Every time we wanted to update the portal - like adding a dropdown field to the onboarding form or updating the client dashboard - we had to prompt the AI. Over time, as the application codebase grew, the AI began to lose track of the existing project context. We experienced code regression, where fixing a bug in the file upload section broke the database authentication script. Because we did not write the React code ourselves, debugging these errors manually was highly time-consuming.
Furthermore, because every edit requires sending code back to the AI model, you consume your monthly credit allowance rapidly. Once your AI credits run out, you are locked out of making simple changes unless you want to jump into the raw codebase and edit the React files by hand.
Softr: Zero Technical Debt
Softr apps run on a secure, visual infrastructure. There is no raw code repository for you to debug or maintain.
When we needed to update the client portal in Softr, we didn’t write prompts or run compilation cycles. We simply clicked on the onboarding form, added a new input field, and published the changes. Because the editing interface is visual, anyone on the team can make updates without risk of breaking the application’s underlying code or security structure.
Crucially, Softr doesn’t charge credits for manual edits. You only use AI credits when you ask the Co-Builder to generate something new. Since you can adjust everything visually - or use AI only when it saves you time - you can maintain and scale your portal without worrying about credit limits blocking routine updates.
Verdict: Which Builder Wins?
After building the same client portal on all three platforms, the right choice comes down to who you are and what you are building.

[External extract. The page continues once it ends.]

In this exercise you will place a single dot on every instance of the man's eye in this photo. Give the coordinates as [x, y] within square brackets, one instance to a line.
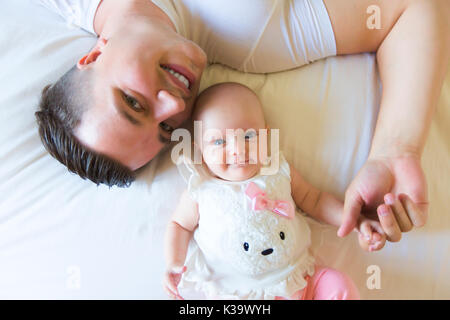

- Lovable is a capable choice for technical founders who want to rapidly prototype front-end designs for SaaS products, but it requires significant manual effort to manage external database connections and maintain the codebase.
- Bolt is a great fit for software developers who want to scaffold a React codebase quickly and then export it to their local machine for custom development.
- Softr is the clear winner for businesses and operators who need to build and run client portals, internal tools, and operational systems. It ships with a native database, built-in auth and user permissions, and a visual editor that lets your whole team make updates without touching code. The AI Co-Builder can generate a complete app in under two minutes - or you can start from a template and build manually. Either way, there’s no generated code to maintain and no external database to configure.